Cr Jackson raised the lack of evidence-based study on short stays that had been done in Noosa.

“My motion is simply about giving people an opportunity to let out houses that they choose to let out and to diversify our tourism accommodation choice,” she said.

She raised the prospect that making an application in an inconsistent zone would attract something like a $9000 charge just by the council.

She said on top of that there would be thousands of dollars in planning consultants’ fees and “most people won’t be able to afford that”.

She said there was a petition asking for a deferral of this planning scheme that had already attracted 875 signatures “so the concept that this is real estate agents (complaining), I don’t think so”.

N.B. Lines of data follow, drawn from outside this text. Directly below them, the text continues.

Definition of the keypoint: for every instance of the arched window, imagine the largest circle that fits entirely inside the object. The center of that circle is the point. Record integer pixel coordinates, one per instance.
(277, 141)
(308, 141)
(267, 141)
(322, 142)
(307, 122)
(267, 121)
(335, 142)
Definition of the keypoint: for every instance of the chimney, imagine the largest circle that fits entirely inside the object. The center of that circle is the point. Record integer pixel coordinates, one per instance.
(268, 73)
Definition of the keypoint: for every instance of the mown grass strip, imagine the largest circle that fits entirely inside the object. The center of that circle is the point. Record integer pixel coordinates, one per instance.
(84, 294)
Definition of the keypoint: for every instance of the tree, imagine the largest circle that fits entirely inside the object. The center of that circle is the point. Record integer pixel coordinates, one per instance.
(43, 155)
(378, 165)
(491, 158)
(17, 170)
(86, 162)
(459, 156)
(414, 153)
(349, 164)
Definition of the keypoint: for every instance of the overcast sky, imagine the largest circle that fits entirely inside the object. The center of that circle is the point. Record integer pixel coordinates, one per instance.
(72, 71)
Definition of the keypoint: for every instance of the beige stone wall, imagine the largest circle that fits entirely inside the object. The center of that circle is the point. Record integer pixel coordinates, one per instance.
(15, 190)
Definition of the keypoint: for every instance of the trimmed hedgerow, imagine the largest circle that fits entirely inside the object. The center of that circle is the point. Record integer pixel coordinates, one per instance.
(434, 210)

Her amendment lost, with only Cr Glasgow’s support.

Cr Jackson then sought to amend the plan so that people could still apply for short-term stays in residential low density that would “still be impact accessible” as consistent rather than an inconsistent use.

“A planning scheme should be performance outcomes oriented,” she said.

“And people should have the rights to make applications.”

She said it would still be less likely that people would apply because it was very expensive in even a consistent use area and this would be a more user-friendly approach.

Cr Joe Jurisevic supported Cr Jackson’s move, as did Cr Glasgow.

Cr Wellington said if this amendment did proceed it would be in direct conflict with the overall outcomes of the scheme and he believed this would have to go back out for feedback in the community until after the election.

“Now I know there are people in the community who would love that to happen but here are the implications,” he said.

Councillors, without the absent Cr Pardon’s vote, were deadlocked when it came to the vote and Cr Wellington used his casting vote to reject the amendment.

Finally it came down to adopting the plan and Cr Jackson said this document was “a great step in the right direction”.

The plan was then approved by the council.